Returning to South Africa after 12 years abroad, he was assistant editor on the Pretoria News for a decade before becoming editor of the Star and SA Times for five years.

Since 1999 he’s been an independent journalist writing and broadcasting – mainly about Africa – for Talk Radio 702 and 567 Cape
Talk, Radio France International, PressTV, Radio Live New Zealand, Business Day, Mail & Guardian, the BBC, Agence France Press,
Business in Africa, Leadership, India Today, the South African Institute for International Affairs and the Institute for Security Studies.

He has hosted current affairs talk shows on Talk Radio 702 and 567 Cape Talk.
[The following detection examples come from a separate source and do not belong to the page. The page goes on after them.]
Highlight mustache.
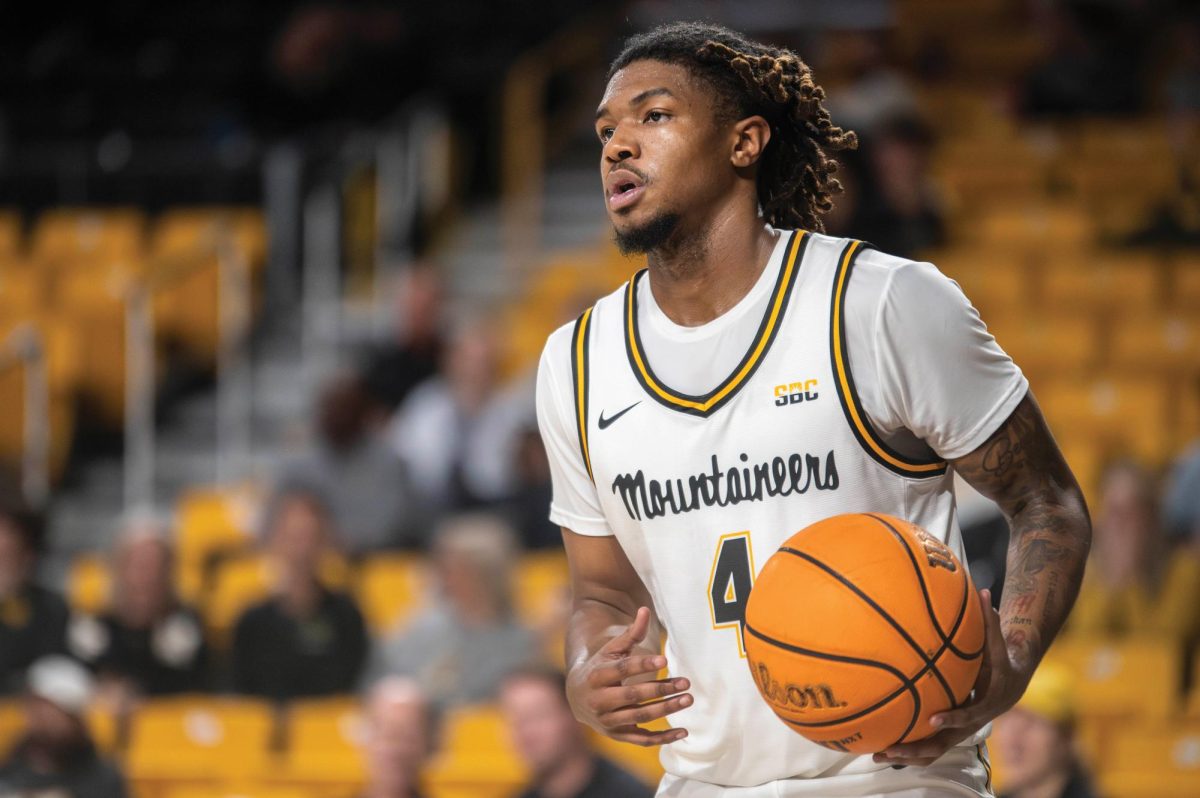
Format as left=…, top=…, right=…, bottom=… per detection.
left=608, top=163, right=650, bottom=182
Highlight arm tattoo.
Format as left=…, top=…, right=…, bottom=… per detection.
left=954, top=395, right=1092, bottom=668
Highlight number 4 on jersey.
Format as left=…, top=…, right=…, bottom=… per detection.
left=708, top=532, right=754, bottom=658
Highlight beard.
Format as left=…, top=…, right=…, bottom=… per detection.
left=612, top=211, right=679, bottom=254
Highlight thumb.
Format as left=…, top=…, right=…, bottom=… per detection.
left=604, top=607, right=650, bottom=654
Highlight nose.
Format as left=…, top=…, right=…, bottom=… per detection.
left=604, top=125, right=637, bottom=164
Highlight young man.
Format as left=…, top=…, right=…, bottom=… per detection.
left=538, top=24, right=1090, bottom=798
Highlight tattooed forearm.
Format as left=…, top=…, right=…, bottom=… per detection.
left=954, top=396, right=1091, bottom=668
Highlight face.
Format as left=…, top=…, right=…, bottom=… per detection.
left=991, top=707, right=1070, bottom=792
left=115, top=539, right=170, bottom=628
left=500, top=678, right=584, bottom=773
left=271, top=497, right=325, bottom=571
left=595, top=61, right=738, bottom=252
left=367, top=695, right=430, bottom=792
left=25, top=696, right=83, bottom=748
left=0, top=517, right=34, bottom=599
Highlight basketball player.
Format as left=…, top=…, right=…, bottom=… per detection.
left=538, top=24, right=1090, bottom=798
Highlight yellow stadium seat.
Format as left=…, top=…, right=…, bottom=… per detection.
left=162, top=781, right=319, bottom=798
left=1037, top=376, right=1174, bottom=463
left=284, top=697, right=366, bottom=785
left=67, top=554, right=112, bottom=616
left=175, top=488, right=259, bottom=601
left=126, top=696, right=275, bottom=781
left=1110, top=313, right=1200, bottom=372
left=0, top=698, right=25, bottom=758
left=989, top=316, right=1099, bottom=374
left=31, top=208, right=145, bottom=269
left=1171, top=256, right=1200, bottom=318
left=1048, top=638, right=1181, bottom=720
left=0, top=209, right=24, bottom=260
left=425, top=706, right=528, bottom=798
left=1042, top=256, right=1164, bottom=316
left=356, top=554, right=430, bottom=635
left=515, top=551, right=570, bottom=625
left=1099, top=722, right=1200, bottom=798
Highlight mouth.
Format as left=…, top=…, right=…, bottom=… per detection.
left=605, top=169, right=646, bottom=210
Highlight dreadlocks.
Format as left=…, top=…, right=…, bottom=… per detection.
left=608, top=22, right=858, bottom=232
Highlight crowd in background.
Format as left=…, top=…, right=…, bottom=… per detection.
left=0, top=1, right=1200, bottom=798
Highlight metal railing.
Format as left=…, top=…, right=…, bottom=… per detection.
left=124, top=228, right=252, bottom=508
left=0, top=323, right=50, bottom=508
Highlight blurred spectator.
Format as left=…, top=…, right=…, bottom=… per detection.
left=851, top=115, right=946, bottom=258
left=233, top=492, right=367, bottom=701
left=362, top=676, right=436, bottom=798
left=826, top=30, right=918, bottom=136
left=371, top=515, right=539, bottom=708
left=1163, top=443, right=1200, bottom=546
left=1068, top=462, right=1200, bottom=641
left=68, top=516, right=208, bottom=713
left=990, top=662, right=1096, bottom=798
left=509, top=426, right=563, bottom=548
left=362, top=264, right=444, bottom=413
left=281, top=374, right=416, bottom=554
left=1021, top=0, right=1146, bottom=116
left=500, top=668, right=654, bottom=798
left=0, top=488, right=67, bottom=695
left=388, top=320, right=533, bottom=514
left=0, top=655, right=126, bottom=798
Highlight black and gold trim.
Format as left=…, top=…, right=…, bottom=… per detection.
left=625, top=230, right=809, bottom=418
left=829, top=241, right=946, bottom=476
left=571, top=307, right=595, bottom=482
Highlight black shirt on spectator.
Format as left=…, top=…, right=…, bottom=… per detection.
left=233, top=592, right=367, bottom=701
left=0, top=743, right=128, bottom=798
left=0, top=584, right=67, bottom=695
left=68, top=607, right=208, bottom=696
left=518, top=756, right=654, bottom=798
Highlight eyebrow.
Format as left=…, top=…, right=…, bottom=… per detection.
left=596, top=86, right=674, bottom=119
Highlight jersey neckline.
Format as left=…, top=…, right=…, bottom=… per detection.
left=623, top=230, right=811, bottom=418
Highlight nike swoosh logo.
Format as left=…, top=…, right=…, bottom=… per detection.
left=600, top=400, right=642, bottom=430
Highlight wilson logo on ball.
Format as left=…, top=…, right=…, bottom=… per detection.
left=757, top=662, right=846, bottom=712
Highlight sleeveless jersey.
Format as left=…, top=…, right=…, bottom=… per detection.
left=540, top=230, right=998, bottom=786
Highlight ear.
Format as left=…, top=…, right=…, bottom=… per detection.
left=730, top=115, right=770, bottom=169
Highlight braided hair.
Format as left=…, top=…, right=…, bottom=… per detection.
left=608, top=22, right=858, bottom=232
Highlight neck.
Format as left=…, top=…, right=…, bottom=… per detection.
left=647, top=212, right=776, bottom=326
left=538, top=750, right=596, bottom=798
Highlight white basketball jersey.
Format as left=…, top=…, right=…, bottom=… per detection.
left=542, top=232, right=993, bottom=786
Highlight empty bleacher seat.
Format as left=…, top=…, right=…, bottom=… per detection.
left=356, top=553, right=430, bottom=635
left=1100, top=721, right=1200, bottom=798
left=126, top=695, right=275, bottom=784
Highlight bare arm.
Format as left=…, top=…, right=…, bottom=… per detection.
left=563, top=529, right=692, bottom=745
left=875, top=394, right=1092, bottom=766
left=954, top=394, right=1092, bottom=676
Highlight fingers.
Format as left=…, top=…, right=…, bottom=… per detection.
left=607, top=726, right=688, bottom=746
left=600, top=607, right=650, bottom=654
left=588, top=654, right=667, bottom=688
left=600, top=692, right=692, bottom=728
left=588, top=679, right=691, bottom=710
left=874, top=728, right=966, bottom=767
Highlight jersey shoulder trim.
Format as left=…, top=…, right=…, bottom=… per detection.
left=829, top=240, right=947, bottom=476
left=624, top=230, right=811, bottom=418
left=571, top=307, right=595, bottom=482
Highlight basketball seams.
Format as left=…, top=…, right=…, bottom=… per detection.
left=863, top=512, right=986, bottom=657
left=779, top=546, right=958, bottom=704
left=745, top=623, right=920, bottom=739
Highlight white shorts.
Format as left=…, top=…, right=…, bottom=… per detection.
left=658, top=745, right=994, bottom=798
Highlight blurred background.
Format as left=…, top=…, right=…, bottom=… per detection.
left=0, top=0, right=1200, bottom=798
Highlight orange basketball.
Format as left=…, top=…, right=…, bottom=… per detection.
left=745, top=514, right=985, bottom=754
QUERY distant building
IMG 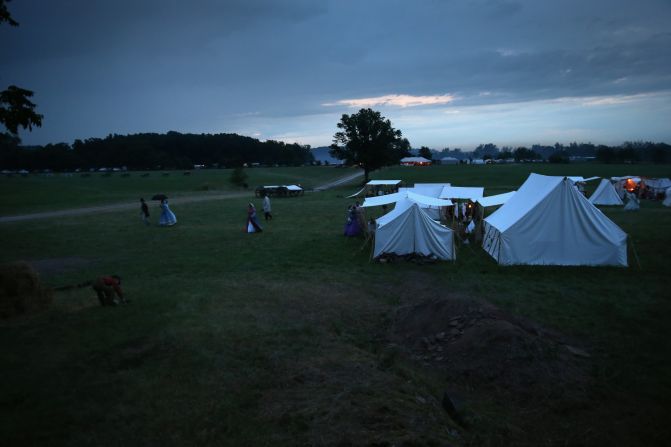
[401,157,431,166]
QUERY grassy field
[0,164,671,446]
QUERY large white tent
[361,188,452,208]
[482,174,627,266]
[373,198,456,260]
[589,178,624,205]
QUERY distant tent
[643,178,671,196]
[482,174,627,266]
[624,192,641,211]
[401,157,431,166]
[589,178,624,205]
[373,199,456,260]
[440,157,459,165]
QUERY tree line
[0,132,314,171]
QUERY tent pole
[627,238,643,270]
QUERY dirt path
[0,171,363,223]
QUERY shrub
[0,262,53,319]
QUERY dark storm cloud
[0,0,671,144]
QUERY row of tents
[363,174,627,266]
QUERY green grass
[0,165,671,446]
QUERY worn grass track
[0,165,671,445]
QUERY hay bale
[0,262,53,319]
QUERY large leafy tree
[418,146,433,160]
[0,0,42,137]
[329,109,410,182]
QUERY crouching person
[93,275,128,306]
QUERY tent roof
[485,174,564,232]
[476,191,515,207]
[373,199,455,260]
[439,186,485,200]
[566,175,601,183]
[589,179,624,205]
[401,157,431,163]
[610,175,641,183]
[643,177,671,189]
[366,180,402,185]
[362,189,452,207]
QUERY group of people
[140,197,177,227]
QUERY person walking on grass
[263,193,273,221]
[158,198,177,227]
[245,202,263,233]
[140,198,151,225]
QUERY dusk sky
[0,0,671,150]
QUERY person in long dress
[345,205,361,236]
[158,199,177,227]
[263,193,273,220]
[245,202,263,233]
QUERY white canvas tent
[476,191,515,208]
[438,186,485,202]
[346,180,402,199]
[623,192,641,211]
[589,178,624,205]
[482,174,627,266]
[373,198,456,260]
[361,188,452,208]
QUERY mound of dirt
[0,262,53,319]
[389,299,589,400]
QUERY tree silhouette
[329,109,410,182]
[419,146,433,160]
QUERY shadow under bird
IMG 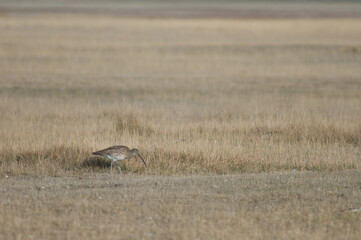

He appears as an African affairs pundit on SABC Africa and CNBC Africa.
He lectured in contemporary studies to journalism students at the Tshwane University of Technology and the University of Pretoria.

He speaks on African affairs to corporate and other audiences.
He has been officially invited as a journalist to more than 30 countries. He was the winner of the 2007 SADC award for radio journalism.

He’s been a member of the EISA team observing elections in Somaliland, Democratic Republic of Congo, Madagascar, Zimbabwe, Egypt and Tunsiai.

In October 2009 he headed a group of 39 African journalists to the 60th anniversary celebrations of the Peoples’ Republic of China.

In January 2010 he joined a rescue and paramedical team to earthquake struck Haiti.

He is immediate past president of the Alliance Francaise of Pretoria.

Jean-Jacques is a director of Giant Media. The company was given access to Nelson Mandela in his retirement years until 2009.
He is co-producer of the hour-long documentary Mandela at 90 that was broadcast on BBC in January 2009.